The vision for that future continues to divide Central West residents. In particular, the group has wrestled with issues of car, bike and pedestrian safety, environmental conservation, and the density, height and kind of commercial uses that will serve the town’s economic goals while preserving the neighborhood’s residential character.
The community session Tuesday will include the committee’s four proposed development maps and other information. A smaller group of residents, who said they are frustrated with the current options and how their ideas were received, plans to bring a fifth map to the meeting, said Julie McClintock, who also is a committee member.
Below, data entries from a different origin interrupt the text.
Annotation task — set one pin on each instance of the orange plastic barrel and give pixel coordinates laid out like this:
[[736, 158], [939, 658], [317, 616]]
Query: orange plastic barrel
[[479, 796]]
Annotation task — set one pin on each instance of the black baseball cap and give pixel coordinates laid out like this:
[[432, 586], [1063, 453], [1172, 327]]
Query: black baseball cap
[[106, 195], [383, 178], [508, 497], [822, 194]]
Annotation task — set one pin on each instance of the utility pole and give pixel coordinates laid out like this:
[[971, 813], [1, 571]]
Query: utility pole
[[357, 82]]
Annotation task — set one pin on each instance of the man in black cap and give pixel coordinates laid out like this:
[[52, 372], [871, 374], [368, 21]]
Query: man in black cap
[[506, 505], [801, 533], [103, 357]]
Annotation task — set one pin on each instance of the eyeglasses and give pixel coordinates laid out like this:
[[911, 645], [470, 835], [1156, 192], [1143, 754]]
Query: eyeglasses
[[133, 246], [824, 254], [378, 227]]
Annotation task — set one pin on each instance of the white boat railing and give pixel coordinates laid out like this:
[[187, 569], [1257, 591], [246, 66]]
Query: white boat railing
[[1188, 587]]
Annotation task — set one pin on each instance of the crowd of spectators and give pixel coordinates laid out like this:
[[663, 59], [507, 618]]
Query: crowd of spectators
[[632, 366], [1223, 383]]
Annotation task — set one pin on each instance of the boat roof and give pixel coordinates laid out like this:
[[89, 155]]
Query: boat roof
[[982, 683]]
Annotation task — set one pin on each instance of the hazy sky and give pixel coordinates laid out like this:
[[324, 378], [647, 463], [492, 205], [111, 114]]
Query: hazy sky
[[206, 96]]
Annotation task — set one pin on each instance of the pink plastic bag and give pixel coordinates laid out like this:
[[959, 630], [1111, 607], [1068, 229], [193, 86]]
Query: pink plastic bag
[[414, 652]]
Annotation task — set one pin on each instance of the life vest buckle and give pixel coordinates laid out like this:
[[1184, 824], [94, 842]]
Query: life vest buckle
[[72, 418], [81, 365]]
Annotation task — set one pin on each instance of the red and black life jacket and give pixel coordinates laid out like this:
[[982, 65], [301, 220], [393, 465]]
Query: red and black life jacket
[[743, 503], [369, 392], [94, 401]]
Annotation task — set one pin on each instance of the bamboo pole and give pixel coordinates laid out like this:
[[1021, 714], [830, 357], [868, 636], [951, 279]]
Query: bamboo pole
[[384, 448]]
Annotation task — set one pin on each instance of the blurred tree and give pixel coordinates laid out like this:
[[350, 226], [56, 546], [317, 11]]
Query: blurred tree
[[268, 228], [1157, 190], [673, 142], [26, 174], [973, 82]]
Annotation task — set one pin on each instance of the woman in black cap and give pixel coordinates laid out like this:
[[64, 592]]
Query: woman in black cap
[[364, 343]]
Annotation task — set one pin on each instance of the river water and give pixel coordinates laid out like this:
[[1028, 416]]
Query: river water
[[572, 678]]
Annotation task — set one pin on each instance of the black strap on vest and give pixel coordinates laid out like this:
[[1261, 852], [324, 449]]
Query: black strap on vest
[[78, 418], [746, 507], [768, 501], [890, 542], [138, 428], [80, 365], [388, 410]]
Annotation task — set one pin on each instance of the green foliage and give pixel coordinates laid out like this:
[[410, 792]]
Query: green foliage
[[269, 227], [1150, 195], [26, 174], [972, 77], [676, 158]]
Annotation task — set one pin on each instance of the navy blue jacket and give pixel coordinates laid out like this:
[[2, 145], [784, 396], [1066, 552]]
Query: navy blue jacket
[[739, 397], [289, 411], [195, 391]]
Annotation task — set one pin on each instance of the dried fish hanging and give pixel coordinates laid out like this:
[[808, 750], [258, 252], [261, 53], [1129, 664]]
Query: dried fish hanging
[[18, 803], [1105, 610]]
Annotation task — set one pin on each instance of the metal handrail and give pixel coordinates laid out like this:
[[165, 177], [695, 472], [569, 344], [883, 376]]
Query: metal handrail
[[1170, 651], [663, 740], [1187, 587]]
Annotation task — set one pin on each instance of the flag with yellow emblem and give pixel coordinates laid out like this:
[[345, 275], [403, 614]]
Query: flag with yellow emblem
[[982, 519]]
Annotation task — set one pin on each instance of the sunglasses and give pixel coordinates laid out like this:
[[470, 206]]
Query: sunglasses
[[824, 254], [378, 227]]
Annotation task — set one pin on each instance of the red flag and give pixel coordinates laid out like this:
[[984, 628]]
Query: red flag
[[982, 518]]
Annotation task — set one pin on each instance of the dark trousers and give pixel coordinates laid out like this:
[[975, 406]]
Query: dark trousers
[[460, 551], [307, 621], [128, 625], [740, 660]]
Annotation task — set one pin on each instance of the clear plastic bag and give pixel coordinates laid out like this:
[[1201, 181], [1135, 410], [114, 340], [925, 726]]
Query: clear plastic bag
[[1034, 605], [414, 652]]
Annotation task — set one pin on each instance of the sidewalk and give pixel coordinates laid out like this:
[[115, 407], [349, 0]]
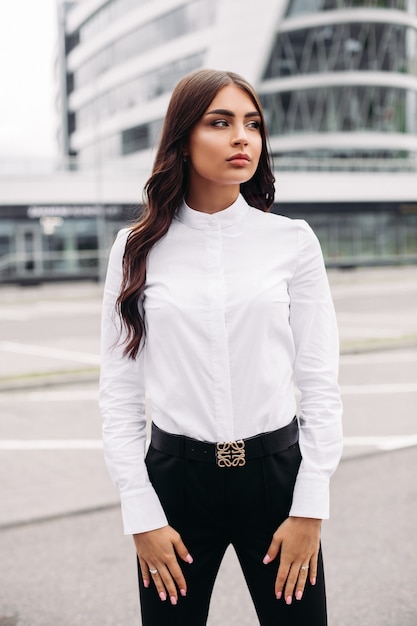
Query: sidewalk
[[65, 560], [50, 333]]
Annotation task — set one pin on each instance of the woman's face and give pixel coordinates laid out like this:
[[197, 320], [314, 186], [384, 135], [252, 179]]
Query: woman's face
[[225, 146]]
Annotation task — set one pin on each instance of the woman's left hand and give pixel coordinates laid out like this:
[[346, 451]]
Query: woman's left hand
[[298, 541]]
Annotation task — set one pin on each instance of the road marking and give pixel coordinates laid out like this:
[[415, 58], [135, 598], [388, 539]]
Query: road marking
[[395, 442], [51, 444], [54, 353], [377, 389], [392, 356], [50, 396]]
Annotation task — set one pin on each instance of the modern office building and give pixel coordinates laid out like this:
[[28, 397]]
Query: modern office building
[[338, 81]]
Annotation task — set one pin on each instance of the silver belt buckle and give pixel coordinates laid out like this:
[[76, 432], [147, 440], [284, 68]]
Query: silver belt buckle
[[231, 454]]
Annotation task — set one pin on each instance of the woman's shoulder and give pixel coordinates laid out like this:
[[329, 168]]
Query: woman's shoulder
[[279, 222]]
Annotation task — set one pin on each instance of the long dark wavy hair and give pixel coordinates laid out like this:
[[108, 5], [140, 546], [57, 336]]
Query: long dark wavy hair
[[167, 186]]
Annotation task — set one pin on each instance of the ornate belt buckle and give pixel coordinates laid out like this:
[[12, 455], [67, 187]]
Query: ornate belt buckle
[[230, 454]]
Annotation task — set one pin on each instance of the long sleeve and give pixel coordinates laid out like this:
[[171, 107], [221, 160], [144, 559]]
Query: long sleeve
[[122, 404], [313, 324]]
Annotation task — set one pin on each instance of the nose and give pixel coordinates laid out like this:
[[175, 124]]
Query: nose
[[241, 137]]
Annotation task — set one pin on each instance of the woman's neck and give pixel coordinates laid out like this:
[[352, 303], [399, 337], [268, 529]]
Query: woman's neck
[[211, 200]]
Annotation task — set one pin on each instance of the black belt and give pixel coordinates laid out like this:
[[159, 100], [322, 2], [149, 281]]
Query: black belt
[[226, 454]]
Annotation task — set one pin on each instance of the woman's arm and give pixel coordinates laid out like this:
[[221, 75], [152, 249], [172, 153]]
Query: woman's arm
[[122, 404], [314, 328]]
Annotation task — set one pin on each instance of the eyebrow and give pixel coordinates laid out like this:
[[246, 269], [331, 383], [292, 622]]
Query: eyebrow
[[231, 114]]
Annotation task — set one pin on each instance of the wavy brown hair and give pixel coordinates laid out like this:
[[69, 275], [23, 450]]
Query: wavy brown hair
[[167, 186]]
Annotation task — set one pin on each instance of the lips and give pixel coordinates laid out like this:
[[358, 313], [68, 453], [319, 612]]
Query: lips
[[239, 157]]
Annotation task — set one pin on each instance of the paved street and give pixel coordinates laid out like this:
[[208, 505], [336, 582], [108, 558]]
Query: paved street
[[64, 560]]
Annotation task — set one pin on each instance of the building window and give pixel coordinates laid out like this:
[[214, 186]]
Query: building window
[[142, 88], [339, 48], [299, 7], [185, 19], [135, 139], [345, 108]]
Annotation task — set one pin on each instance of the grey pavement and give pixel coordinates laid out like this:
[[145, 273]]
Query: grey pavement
[[63, 558]]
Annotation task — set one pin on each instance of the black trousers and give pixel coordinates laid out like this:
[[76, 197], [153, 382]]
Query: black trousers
[[214, 507]]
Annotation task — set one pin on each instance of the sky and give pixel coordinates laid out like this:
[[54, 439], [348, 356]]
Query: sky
[[28, 118]]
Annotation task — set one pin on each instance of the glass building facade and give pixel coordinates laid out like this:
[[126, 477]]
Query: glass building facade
[[338, 81]]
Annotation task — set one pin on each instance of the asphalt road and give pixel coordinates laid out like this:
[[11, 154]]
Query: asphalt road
[[63, 558]]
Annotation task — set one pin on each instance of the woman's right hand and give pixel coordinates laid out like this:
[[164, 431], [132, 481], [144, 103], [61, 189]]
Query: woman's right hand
[[157, 550]]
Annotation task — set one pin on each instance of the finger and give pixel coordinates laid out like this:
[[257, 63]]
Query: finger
[[273, 549], [291, 583], [282, 575], [301, 581], [182, 550], [158, 582], [174, 579], [313, 569], [145, 572]]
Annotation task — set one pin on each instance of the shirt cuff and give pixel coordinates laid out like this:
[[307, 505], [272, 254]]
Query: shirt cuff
[[311, 497], [142, 512]]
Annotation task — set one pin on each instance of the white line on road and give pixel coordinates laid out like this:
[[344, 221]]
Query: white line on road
[[391, 356], [394, 442], [54, 353], [380, 388], [51, 444]]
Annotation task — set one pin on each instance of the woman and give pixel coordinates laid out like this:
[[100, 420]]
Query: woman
[[216, 307]]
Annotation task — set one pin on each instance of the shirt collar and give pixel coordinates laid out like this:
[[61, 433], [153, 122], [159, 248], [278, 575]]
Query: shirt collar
[[212, 221]]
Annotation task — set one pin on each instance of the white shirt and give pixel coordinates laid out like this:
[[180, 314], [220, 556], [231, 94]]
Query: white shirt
[[237, 309]]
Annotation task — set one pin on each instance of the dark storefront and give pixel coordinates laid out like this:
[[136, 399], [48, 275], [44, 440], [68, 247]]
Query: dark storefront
[[68, 242]]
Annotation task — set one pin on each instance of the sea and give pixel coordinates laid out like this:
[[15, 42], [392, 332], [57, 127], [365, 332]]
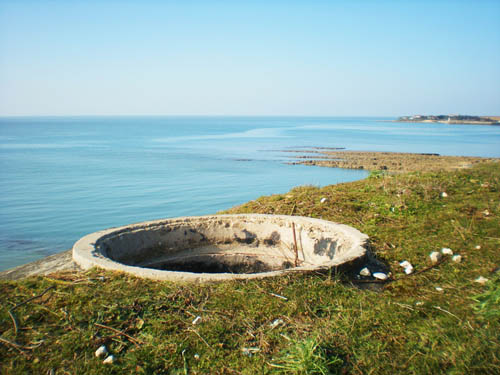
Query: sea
[[64, 177]]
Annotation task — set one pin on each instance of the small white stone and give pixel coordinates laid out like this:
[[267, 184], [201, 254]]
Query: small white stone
[[435, 256], [275, 323], [380, 276], [481, 280], [101, 351], [446, 251], [109, 359], [408, 270], [365, 272], [405, 264]]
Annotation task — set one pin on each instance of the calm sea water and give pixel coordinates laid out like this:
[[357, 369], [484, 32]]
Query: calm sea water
[[61, 178]]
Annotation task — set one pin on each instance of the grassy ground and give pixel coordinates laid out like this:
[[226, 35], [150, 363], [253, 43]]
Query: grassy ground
[[325, 325]]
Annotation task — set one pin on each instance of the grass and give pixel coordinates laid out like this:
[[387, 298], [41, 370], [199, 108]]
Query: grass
[[326, 325]]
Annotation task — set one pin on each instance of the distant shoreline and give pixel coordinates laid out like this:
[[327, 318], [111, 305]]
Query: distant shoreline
[[452, 119]]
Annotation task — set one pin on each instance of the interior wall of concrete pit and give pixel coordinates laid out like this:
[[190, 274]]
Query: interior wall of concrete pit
[[320, 244]]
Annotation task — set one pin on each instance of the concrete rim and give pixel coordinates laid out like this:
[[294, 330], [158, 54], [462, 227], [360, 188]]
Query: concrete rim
[[87, 255]]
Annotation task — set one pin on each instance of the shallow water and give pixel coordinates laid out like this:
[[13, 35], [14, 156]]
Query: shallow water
[[64, 177]]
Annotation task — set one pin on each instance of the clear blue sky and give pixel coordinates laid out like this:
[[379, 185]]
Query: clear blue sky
[[249, 57]]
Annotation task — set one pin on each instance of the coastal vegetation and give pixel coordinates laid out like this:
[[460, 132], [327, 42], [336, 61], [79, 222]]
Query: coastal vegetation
[[452, 119], [436, 320]]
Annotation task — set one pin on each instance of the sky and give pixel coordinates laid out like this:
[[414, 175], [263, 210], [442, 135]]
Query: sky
[[297, 58]]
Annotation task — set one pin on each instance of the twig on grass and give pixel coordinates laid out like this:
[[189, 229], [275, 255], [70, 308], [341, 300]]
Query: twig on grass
[[201, 338], [133, 340], [446, 311], [295, 246], [11, 311]]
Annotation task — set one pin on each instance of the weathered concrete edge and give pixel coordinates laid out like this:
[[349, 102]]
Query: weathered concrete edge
[[53, 263], [86, 255]]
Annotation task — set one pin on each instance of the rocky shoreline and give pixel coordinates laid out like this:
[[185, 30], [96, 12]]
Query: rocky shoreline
[[396, 162]]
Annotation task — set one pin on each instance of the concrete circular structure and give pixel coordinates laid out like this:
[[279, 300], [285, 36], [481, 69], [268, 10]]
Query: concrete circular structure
[[222, 247]]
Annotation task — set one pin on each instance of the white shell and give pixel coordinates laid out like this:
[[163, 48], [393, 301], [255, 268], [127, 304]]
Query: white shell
[[365, 272], [101, 351], [481, 280], [380, 275], [109, 359], [435, 257], [446, 251]]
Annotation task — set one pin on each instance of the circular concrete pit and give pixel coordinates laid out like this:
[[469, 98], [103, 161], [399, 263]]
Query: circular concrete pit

McClintock said the committee’s maps are not clear about what will be built or how traffic will be handled. While building height and use are included, the maps do not show the proposed square footage. There also has been very little analysis beyond a town traffic study and some discussion of potential stormwater issues, she said.
“We’re concerned (the community) is not going to be able to see what’s on the table,” McClintock said.
Steering Committee member Whit Rummel, who owns 14 acres on two Estes Drive parcels, said he sympathizes with those who fear the end result will be worse than what is there now. The committee, as well as town staff and the consultant, has tried to do the best job it can with the tools available to it, he said.
“That fear is causing a number of neighbors to oppose what is happening now,” he said.
At the committee’s behest, Rummel said he drew a sample map earlier this year that showed stores and a restaurant on one of his parcels, closest to MLK Boulevard, and a civic or municipal use on the more residential lot, he said. His idea was to get the group thinking about atypical ways to grow, but in the end, whatever is built will only succeed if there is the density to support it, he said.
It also has to be safe, especially for the children, he said.
“(Estes Drive) is not a neighborhood street at all. It is a thoroughfare with people zipping through from one place to another,” he said.
The town will hold a public hearing on the steering committee’s recommendations Oct. 21. The Town Council could make a decision in November.